Yes, if it weren't for the 2GB limit in the native tables.

So it leads to the need of the DB-server anyhow, leaving you with finding the proper balance between the overhead on the SQL-command (formation of) and the app which should do as much as possible itself, once the transactions have to be devided over as much PC's as possible. Note that in a normal situation (like yours ?) there is not so much to decide because of just the many users being there with their processing PC's), while in my situation all the transactions are initated by EDI and *can* be performed on one PC, this PC getting stressed. So, this situations allows the choice;

With the DB-server as a fact being there, it should contain at least one physical disk for the data, and one for the indexes, giving a factor of 100 better response. This implies also that the DBMS should allow for a division on this matter.
Never use raid-5 because it's too slow, and better use duplexing; not for safety-reasons, but for response (hving the safety too).
Now first further thing to do is have two servers, one with the data, and one with the indexes. Duplex each of both servers (real duplexing, no mirroring !).
Give the servers disks of 15,000 rpm and oversize them as much as possible.
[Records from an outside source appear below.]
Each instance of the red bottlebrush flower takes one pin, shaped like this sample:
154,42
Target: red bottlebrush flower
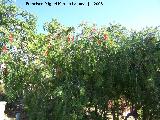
4,49
11,38
99,42
49,45
68,38
105,37
72,38
94,29
46,53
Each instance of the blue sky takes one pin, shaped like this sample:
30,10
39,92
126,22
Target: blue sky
135,14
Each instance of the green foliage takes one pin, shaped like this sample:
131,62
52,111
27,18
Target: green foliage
63,77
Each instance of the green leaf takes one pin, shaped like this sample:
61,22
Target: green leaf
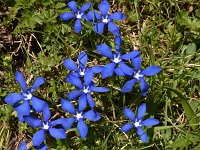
191,48
191,116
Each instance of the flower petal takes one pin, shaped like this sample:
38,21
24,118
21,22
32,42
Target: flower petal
150,122
39,81
137,63
126,69
129,113
22,110
33,121
141,111
128,86
97,69
59,121
104,7
46,113
113,28
82,59
88,76
68,106
118,16
42,147
37,103
90,115
57,133
99,89
151,70
127,127
82,128
130,55
67,16
78,26
143,86
73,94
20,79
72,5
13,98
119,72
90,100
93,15
99,27
105,50
70,64
22,146
85,7
75,81
142,134
82,102
108,70
67,123
38,137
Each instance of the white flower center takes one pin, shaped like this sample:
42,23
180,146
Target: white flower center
137,123
45,126
27,96
79,16
86,89
78,116
82,72
105,20
138,75
116,59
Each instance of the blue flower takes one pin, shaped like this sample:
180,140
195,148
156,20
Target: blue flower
77,14
104,18
137,122
21,102
85,89
80,70
139,76
45,125
117,65
78,116
23,146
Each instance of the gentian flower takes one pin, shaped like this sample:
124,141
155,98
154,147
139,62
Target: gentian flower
80,70
78,116
23,146
77,14
139,75
117,59
45,125
21,102
137,122
104,18
85,89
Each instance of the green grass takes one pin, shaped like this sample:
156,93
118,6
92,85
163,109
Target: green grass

I mean, when the database will hold 10 GB on one disk, give it a disk of 80 GB. Head-access-times are improved by a factor of 8 by this.

There are a few more of this kinda topics, and once they are all implemented, they will give a few thousand factors better response. Really.
For 100 % sure the 100 Mbit network will now be the bottleneck, so make it a GB-network.

For my own challenge I'm pretty sure I will succeed, but note this includes the change of all Seek's etc. into one SQL-command each. This because the app sadly is around native dbx and the logic can't be changed (far too large). If I succeed, you will succeed even better, supposing that your (new) app will have the right logic around SQL.

It may be too late for you, but in a few months I will have a representative benchmark myself.
Note that you should get around ODBC, which VFP7 allows for I think. Maybe that is even possible right now. Others will know.